Jack the Ripper and the Zodiac Killer: The History of the Most Famous Serial Killers Who Were Never Caught
Date: February 2020
Duration: 3 hours 50 minutes
There have been a countless number of serial killers throughout history, and certainly more prolific ones, but the timing, circumstances, and unsolved nature of the case continue to make Jack the Ripper the most famous serial killer in history. The murders came at a time when media coverage could be both more acute and more widespread, and it allowed the public a closer look into how police agencies operated at the time, exposing both their strengths and shortcomings. Of course, the lack of modern forensics hamstrung the investigators in the late 19th century, and while the police file for the case was extensive and active for several years, much of the evidence disappeared from the file without explanation, possibly as souvenirs. Despite the fact the police interviewed thousands and considered hundreds of suspects, they were never able to arrest anyone for the murders.

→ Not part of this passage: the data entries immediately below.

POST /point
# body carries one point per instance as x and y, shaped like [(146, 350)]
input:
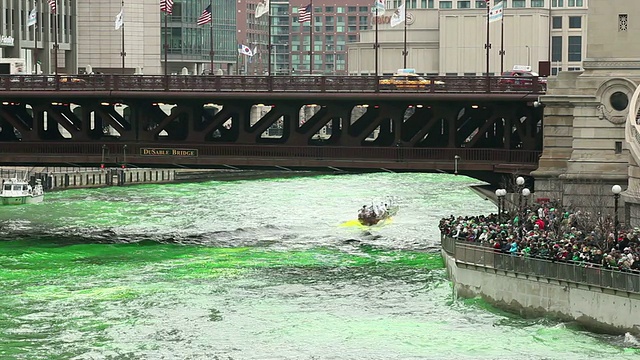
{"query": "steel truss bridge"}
[(478, 126)]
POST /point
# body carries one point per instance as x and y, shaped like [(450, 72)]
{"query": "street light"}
[(500, 193), (124, 161), (616, 189), (104, 147), (524, 194), (520, 183)]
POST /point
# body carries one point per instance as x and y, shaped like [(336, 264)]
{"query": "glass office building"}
[(190, 44), (34, 43)]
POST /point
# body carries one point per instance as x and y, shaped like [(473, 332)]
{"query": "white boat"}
[(375, 214), (18, 192)]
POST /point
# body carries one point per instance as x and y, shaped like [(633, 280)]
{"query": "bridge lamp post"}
[(520, 183), (525, 195), (124, 161), (500, 193), (104, 147), (616, 189)]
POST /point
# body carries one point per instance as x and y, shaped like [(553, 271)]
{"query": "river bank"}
[(62, 178)]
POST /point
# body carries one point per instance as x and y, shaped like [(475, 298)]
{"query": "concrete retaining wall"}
[(106, 177), (595, 308)]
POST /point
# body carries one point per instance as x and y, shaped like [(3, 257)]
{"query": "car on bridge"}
[(406, 79), (519, 78)]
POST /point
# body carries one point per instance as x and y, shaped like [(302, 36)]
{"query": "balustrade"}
[(298, 83), (585, 274)]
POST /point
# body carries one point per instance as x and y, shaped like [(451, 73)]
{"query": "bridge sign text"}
[(168, 152)]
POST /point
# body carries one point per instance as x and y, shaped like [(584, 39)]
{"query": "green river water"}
[(256, 269)]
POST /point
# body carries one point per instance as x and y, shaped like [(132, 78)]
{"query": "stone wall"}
[(106, 177), (596, 308)]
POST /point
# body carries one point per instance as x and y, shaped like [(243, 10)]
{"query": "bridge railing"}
[(588, 275), (299, 83), (392, 153)]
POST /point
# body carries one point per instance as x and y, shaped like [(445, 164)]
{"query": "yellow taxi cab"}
[(66, 79), (406, 79)]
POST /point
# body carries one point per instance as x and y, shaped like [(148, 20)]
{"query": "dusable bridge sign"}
[(168, 152)]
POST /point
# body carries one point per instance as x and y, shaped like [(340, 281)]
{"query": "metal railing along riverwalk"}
[(585, 274)]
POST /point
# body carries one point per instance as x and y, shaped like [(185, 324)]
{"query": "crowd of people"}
[(548, 231)]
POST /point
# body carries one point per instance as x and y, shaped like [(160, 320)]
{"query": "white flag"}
[(496, 12), (399, 16), (120, 19), (378, 8), (262, 8), (33, 17), (245, 50)]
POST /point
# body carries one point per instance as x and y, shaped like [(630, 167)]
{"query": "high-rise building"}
[(146, 30), (35, 42), (446, 37)]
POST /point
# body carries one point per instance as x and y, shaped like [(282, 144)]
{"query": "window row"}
[(575, 22), (574, 48)]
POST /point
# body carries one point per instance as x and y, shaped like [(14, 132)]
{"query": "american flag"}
[(205, 17), (52, 3), (166, 6), (304, 14)]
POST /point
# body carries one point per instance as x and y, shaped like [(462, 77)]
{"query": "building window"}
[(575, 48), (575, 22), (556, 48), (623, 22)]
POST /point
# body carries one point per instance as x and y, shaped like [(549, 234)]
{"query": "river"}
[(256, 269)]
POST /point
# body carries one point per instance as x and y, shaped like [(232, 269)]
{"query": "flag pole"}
[(35, 39), (211, 42), (269, 41), (375, 45), (55, 40), (405, 52), (166, 44), (502, 44), (311, 38), (122, 52), (487, 46)]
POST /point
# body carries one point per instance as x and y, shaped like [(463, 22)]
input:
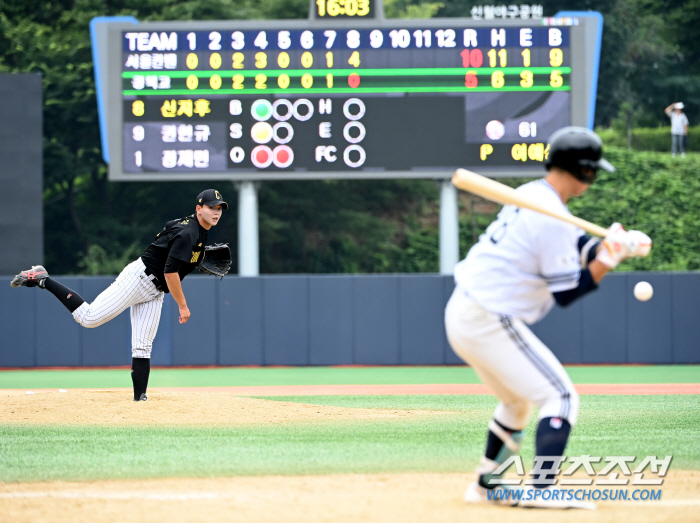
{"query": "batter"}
[(174, 253), (522, 265)]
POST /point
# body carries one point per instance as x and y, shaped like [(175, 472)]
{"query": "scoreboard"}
[(344, 98)]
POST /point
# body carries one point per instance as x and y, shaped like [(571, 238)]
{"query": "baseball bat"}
[(497, 192)]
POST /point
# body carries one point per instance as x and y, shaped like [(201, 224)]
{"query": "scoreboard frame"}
[(585, 34)]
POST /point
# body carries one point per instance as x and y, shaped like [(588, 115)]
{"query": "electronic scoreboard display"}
[(342, 99)]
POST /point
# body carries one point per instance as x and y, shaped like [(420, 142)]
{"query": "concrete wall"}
[(344, 319)]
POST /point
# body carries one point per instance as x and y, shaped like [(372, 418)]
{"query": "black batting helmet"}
[(578, 151)]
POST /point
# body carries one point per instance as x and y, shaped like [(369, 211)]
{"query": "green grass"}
[(608, 425), (229, 376)]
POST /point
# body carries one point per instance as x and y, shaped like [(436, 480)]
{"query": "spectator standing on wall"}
[(679, 127)]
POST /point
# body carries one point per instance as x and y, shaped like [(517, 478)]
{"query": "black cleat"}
[(31, 278)]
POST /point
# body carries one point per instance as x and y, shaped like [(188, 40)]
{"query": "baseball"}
[(643, 291)]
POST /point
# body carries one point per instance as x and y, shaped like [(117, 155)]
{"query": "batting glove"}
[(620, 244)]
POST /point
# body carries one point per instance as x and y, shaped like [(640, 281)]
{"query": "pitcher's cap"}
[(211, 197)]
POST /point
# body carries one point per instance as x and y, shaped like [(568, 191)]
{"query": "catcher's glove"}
[(217, 260)]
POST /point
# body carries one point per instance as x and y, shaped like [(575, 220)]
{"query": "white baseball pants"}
[(519, 369), (132, 288)]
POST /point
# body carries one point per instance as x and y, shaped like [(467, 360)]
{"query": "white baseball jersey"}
[(522, 258), (678, 122)]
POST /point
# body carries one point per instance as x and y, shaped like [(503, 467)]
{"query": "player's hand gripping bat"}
[(497, 192)]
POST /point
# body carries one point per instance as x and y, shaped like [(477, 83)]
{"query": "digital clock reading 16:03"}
[(343, 8)]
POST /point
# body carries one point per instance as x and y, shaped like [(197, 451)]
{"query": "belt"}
[(154, 279)]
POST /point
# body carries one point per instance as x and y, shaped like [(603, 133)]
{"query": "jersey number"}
[(502, 224)]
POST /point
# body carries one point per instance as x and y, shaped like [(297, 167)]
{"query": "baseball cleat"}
[(552, 498), (498, 496), (31, 278)]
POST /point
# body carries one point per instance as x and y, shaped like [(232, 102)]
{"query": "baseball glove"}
[(217, 260)]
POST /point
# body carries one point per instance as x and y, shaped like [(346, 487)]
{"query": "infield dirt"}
[(406, 497)]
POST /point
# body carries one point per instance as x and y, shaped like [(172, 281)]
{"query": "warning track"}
[(400, 390)]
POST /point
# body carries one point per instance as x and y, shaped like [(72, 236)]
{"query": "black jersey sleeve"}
[(182, 246)]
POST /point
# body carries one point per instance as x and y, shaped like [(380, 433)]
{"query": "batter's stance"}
[(174, 254), (521, 266)]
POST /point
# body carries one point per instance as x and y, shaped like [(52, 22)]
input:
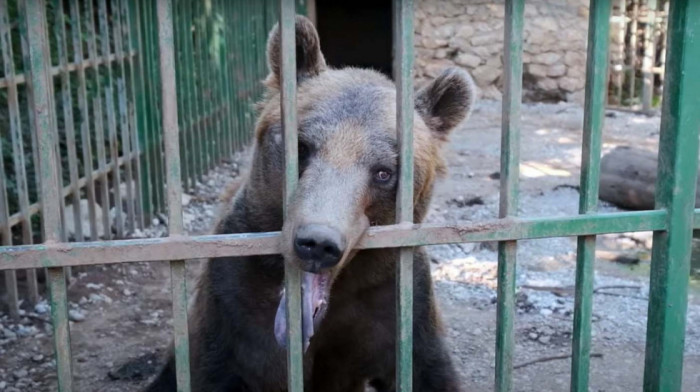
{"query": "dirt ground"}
[(122, 313)]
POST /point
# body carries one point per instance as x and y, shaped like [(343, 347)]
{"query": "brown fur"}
[(347, 124)]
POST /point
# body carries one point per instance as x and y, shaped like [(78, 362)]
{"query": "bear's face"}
[(348, 160)]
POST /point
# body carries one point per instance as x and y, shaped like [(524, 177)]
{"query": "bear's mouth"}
[(315, 290)]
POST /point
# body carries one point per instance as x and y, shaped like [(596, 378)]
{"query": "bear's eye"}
[(303, 151), (382, 176)]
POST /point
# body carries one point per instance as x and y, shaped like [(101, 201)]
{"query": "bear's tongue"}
[(315, 289)]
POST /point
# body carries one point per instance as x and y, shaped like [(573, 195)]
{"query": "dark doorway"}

The Jack the Ripper case continues to fascinate historians and amateur sleuths so much that people have dubbed themselves Ripperologists, and since nobody knows for sure who the killer was, every aspect of the crimes is up for discussion, down to who the actual victims of the Ripper were and whether there was actually more than one Ripper.
The idea that there was an unhinged serial killer on the loose in California in 1968 was confirmed when he began writing letters to the police and the newspapers, not only claiming responsibility for these killings but for others that either had been or would be committed. After he stabbed a third couple and then shot a cab driver in cold blood, he began to send more and more letters. These, like the earlier ones, were signed with a symbol understood only by the killer, a man who called himself “Zodiac.” In addition to sending cryptic letters that authorities had to decipher, the Zodiac Killer used them to both taunt people and threaten more violence, warning that a failure to publish what he would wrote would lead to more.